Gérard Macé, Silhouette parlante

Langue coupée

Celui qui a la langue presque coupée laisse faire sortir des profondeurs cachées dans Silhouette parlante. Vers et prose alternent, envers et endroit d’une même songerie, pour recueillir les bribes que le rêve ou le souvenir donne des mots à naître ou renaître chez celui qui se définit ainsi : « Je n’écris plus, mais je guette le moment propice, dans une atmosphère mentale à la merci des sautes d’humeur et des coups de vent. »

Dans ce but, Gérard Macé veut jeter un « filet » sur les choses, mais pour les « protéger de l’orage et du néant » et amortir « les chocs avec le réel ». Il a toutefois « forgé » ses nouveaux instruments ou techniques pour « faire des nœuds » en guise « d’aide-mémoire et d’alphabet. » Mais il fait bien plus en allumant « des lampes dans le grand bal des métaphores » en ressassant des phrases que, finalement, il sait par cœur, une après l’autre.

Le tout en un immense collier où l’imaginaire rencontre la féerie, « effrayante parfois comme dans les contes, et les objets » rassemblés en morceaux du passé et de citations fragmentaires.

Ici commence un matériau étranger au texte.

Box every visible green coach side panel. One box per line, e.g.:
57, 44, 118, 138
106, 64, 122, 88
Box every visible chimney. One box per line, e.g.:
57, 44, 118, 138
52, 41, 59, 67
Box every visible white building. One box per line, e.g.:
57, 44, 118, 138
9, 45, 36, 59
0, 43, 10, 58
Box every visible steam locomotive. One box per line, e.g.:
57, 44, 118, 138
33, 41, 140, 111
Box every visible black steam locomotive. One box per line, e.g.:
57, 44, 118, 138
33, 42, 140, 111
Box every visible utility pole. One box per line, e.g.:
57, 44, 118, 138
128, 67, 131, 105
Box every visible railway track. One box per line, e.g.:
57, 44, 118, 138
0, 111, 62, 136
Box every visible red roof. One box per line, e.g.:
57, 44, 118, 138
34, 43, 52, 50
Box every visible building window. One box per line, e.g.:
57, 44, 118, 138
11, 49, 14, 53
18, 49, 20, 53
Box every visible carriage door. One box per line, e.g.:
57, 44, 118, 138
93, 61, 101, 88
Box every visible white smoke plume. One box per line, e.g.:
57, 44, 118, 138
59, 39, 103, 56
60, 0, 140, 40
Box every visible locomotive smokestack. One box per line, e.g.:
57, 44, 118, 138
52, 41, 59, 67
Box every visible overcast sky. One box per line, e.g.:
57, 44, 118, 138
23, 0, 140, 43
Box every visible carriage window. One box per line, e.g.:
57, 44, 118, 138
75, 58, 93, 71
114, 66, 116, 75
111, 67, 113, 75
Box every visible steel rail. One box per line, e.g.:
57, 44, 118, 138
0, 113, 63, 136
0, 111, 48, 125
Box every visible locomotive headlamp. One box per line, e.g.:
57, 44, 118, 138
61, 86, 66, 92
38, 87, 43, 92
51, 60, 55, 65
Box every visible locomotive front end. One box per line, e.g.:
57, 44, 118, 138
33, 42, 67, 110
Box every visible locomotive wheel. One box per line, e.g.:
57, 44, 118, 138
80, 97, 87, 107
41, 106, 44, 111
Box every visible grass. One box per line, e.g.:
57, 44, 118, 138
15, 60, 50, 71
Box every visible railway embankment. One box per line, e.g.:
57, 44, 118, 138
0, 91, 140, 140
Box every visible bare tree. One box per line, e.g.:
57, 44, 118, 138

Néanmoins, à l’impossibilité d’écrire répond l’évocation de la mort, de plus en plus pressante. Et d’une certaine manière, le livre revient à l’enfance pour s’achever ainsi : « poche d’air sous l’avalanche ».

jean-paul gavard-perret

Gérard Macé, Silhouette parlante, Gallimard, collection Blanche, Paris, 2025, 148 p. – 15,00 €.